As we have already seen here, rotations in 3 dimensions have 3 degrees of freedom but if we work purely in 3 dimensions they are non-linear, have singularitys, are difficult to combine and are generally messy to work with.

The solution is to map our 3D rotational space to a subset of 4 dimensional space. We don't just extrude our world into a fourth dimension, instead we map it onto the hyper-surface of a 4 dimensional sphere.

So to do some operation with rotations, such as combining two subsequent rotations, we need to follow the following sequence:

- Take our rotations in the 3D world and translate them onto the 4D domain (that is: convert them to quaternions).
- Do the corresponding operation in the 4D domain (in this case multiply the two quaternions).
- Translate the result back to our 3D world.

If we have a quaternion a + i b + j c + k d to be used to represent rotations then we normalise so that:

a^{2} + b^{2} + c^{2} + d^{2}=1

Which is what we would get if a, b, c and d were coordinates of points on a 4D sphere

It wouldn't work if we squared the part including the imaginary operators: a^{2} + (i b)^{2} + (j c)^{2} + (k d)^{2}

Which would give:

a^{2} - b^{2} - c^{2} - d^{2}

### Rotation and Scaling

Imagine that the four dimensions of the quaternion are all drawn perpendicular to each other, this is a bit difficult to draw in 2 dimensions, so we will crunch the 3 imaginary dimensions together for ease of drawing:

On this diagram a straight line through the origin contains all the 4D points representing the same rotation. The red line below might represent, for example, 90° about the y axis.

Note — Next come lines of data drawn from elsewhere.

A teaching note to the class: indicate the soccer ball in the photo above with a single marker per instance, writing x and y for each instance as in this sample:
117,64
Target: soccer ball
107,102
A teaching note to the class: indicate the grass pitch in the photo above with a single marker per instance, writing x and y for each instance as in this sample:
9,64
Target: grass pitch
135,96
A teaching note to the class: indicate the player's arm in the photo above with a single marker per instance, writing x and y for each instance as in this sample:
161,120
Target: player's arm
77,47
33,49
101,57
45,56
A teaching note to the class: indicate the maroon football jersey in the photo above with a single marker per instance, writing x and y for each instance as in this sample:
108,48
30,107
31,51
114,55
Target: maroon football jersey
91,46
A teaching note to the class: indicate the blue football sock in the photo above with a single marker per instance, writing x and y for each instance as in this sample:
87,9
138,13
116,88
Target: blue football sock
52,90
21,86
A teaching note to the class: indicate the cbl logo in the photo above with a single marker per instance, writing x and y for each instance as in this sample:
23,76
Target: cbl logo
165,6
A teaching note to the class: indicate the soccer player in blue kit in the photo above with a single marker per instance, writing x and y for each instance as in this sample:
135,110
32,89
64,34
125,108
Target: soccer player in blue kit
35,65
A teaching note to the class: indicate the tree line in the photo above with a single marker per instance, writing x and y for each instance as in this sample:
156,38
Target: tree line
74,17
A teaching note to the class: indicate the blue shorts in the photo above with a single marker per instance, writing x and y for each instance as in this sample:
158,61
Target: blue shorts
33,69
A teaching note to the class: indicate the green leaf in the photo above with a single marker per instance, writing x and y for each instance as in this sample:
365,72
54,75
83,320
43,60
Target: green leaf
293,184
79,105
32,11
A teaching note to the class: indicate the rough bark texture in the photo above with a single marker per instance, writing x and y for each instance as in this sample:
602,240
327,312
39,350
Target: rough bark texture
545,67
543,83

As we move along the line we get different scaling factors.

If q = w + x i + y j + z k

where:

- q = a quaternion
- w,x,y,z = normalised coordinates of the quaternion

then α q = α w + α x i + α y j + α z k

where:

- α = a scalar scaling factor, the actual scaling factor is α²

This scaling factor does not effect the rotation, only the magnitude of the output.

If α = 1, that is no scaling just pure rotation, that will be represented by the red circle on the diagram above.

We can see from the diagram that there are two places, representing two quaternions, that the red line and the red circle intersect. So there are two quaternions that represent every rotation, we know that from other pages, but its nice to have it confirmed graphically.